The Label defines the symbol corresponding to the edge passing through the transition from the State to another State. It can be a Non-Terminal or Terminal ). The Label must be attached to one or more edges. Lb_type indicates the type of the symbol, such as The Terminator NAME, indicating a identifier, or a non-terminator stmt, representing a statement, and so on.
Lb_str indicates the content of a specific symbol. For example, label (NAME, "if") indicates that when the parser is in a certain state, if it encounters the 'if' identifier, it moves the other State. If the label is a non-Terminator, the situation should be more complex. You need to jump to another DFA corresponding to this non-Terminator.

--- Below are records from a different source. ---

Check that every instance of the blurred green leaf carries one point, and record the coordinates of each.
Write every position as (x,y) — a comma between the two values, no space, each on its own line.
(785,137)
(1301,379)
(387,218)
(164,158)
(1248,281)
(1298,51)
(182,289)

For more information, see compiler-related books.
- /* A label of an arc */
- typedef struct {
- int lb_type;
- char *lb_str;
- } label;
In Graminit. c, the DFA that includes Python syntax rules is defined. In the DFA, arc represents the arc/edge from one status to another. A_lbl represents the Label corresponding to the arc, while a_arrow records the target State of the arc. Because arc is in a certain state, you do not need to record the initial state of arc.

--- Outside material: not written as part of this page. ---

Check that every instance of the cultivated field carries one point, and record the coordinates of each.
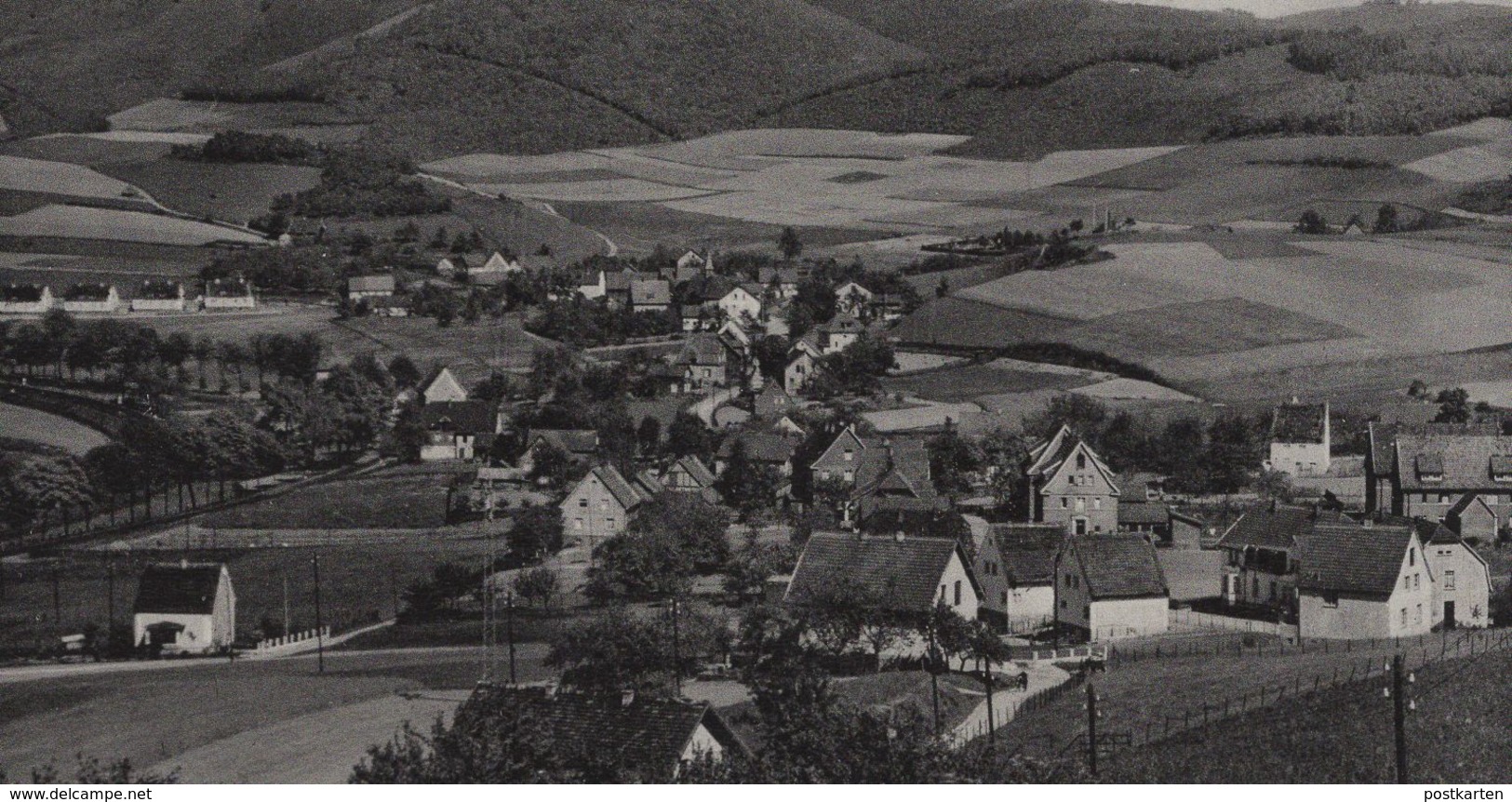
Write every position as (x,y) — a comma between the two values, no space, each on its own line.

- /* An arc from one state to another */
- typedef struct {
- short a_lbl; /* Label of this arc */
- short a_arrow; /* State where this arc goes to */
- } arc;
State indicates the status node in DFA. Each state records the set of edges starting from the state and stores them in s_arc. Some other members s_lower, s_upper, s_accel, and s_accept record the Accelerator corresponding to the state, which will be described later. Note that the Accelerator information is not defined in graminit. c, but calculated at runtime.
- /* A state in a DFA */
- typedef struct {
- int s_narcs;
- arc *s_arc; /* Array of arcs */
- /* Optional accelerators */
- int s_lower; /* Lowest label index */
- int s_upper; /* Highest label index */
- int *s_accel; /* Accelerator */
- int s_accept; /* Nonzero for accepting state */
- } state;
The DFA structure records the starting state d_initial and the Set d_state of all States. D_first records the firstset of the non-terminator corresponding to the DFA, that is, when the terminator in the firstset is encountered, it needs to jump to the DFA. D_first will be used when the Accelerators is calculated later.
- /* A DFA */
- typedef struct {
- int d_type; /* Non-terminal this represents */
- char *d_name; /* For printing */
- http://new.51cto.com/wuyou/int d_initial; /* Initial state */
- int d_nstates;
- state *d_state; /* Array of states */
- bitset d_first;
- } dfa;
Grammar represents the entire Syntax of Python and records all DFA and all labels. G_start is the starting symbol of the Python syntax, which is generally single_input. However, the actual starting symbol can be specified when Parser is created. It can be one of single_input, file_input, and eval_input.